Workers told me, “It makes a change from shoveling silt to shoveling snow.” Although some people saw the snow as just one more burden, children seemed to enjoy it, making snowmen and having snowball fights. Other people said the snow renewed their sense of purpose.






Christchurch is in that long slow painful phase known as recovery. Much that was lost will never return, many tough decisions have to be made and additional losses are bound to occur. At the same time, small victories are occurring. Favorite restaurants and stores are reopening in safer areas. People enjoy rediscovering them. Bus lines are expanding fitfully into their former territory. People share their stories of loss and survival. They also talk about rebuilding and their hopes for the future.

The university has maps indicating which buildings are closed, where to assemble if/when another serious quake occurs and where to find security staff. A bank branch and a bus line terminal once on campus are closed. Some visiting professors cancelled their visits but others have come instead.
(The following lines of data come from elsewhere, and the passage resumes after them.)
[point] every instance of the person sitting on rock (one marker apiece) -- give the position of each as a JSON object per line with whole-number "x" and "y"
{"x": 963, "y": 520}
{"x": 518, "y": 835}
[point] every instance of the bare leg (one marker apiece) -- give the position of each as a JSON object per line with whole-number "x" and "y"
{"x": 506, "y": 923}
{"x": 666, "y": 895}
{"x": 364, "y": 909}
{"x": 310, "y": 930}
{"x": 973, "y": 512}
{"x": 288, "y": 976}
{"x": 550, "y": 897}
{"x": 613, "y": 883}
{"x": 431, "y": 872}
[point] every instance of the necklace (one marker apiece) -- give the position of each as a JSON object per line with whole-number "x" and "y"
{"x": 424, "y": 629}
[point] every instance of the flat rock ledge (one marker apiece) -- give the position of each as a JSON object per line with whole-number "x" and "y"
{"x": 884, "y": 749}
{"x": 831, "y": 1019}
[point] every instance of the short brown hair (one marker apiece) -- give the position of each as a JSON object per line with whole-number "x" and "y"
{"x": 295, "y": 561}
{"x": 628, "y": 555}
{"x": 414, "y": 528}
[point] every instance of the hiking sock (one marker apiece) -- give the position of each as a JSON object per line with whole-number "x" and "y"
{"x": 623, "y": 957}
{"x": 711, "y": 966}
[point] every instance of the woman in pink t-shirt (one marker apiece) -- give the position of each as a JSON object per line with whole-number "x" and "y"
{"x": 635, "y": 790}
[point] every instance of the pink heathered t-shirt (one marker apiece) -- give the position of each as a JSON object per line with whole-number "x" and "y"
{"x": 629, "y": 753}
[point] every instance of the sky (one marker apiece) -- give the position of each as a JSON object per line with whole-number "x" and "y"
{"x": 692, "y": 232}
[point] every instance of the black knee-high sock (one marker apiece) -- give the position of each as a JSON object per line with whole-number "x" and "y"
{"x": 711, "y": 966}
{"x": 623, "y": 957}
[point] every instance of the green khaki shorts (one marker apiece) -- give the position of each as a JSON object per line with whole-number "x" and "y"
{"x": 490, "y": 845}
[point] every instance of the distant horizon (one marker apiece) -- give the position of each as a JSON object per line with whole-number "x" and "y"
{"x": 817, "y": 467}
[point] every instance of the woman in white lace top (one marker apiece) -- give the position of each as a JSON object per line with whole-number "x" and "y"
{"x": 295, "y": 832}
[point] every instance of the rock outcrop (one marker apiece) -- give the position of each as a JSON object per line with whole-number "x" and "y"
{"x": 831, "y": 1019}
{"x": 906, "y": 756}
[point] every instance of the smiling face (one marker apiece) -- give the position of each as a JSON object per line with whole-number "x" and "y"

World cup rugby and city-wide art festivals are optimistically planned for later this year. Life goes on.

2 comments:

E. B. Davis said...

You're in New Zealand at a pivotal time, Warren. Without having to experience the horror of an earthquake, you are witnessing the regeneration. Seems that they have a sardonic sense of humour, which will see them through.

There's just nothing you can do about natural events but cope. I remember seeing Pompeii, Italy--the remains of a family encased by lava, the mother and father trying to protect their child within their embrace--for naught.

Human instincts remain the same regardless of time.

Kara Cerise said...

When I read about the children who enjoyed the snow and the festivals planned for this year despite everything Mother Nature has thrown at Christchurch, I thought of the quote, "Hope springs eternal."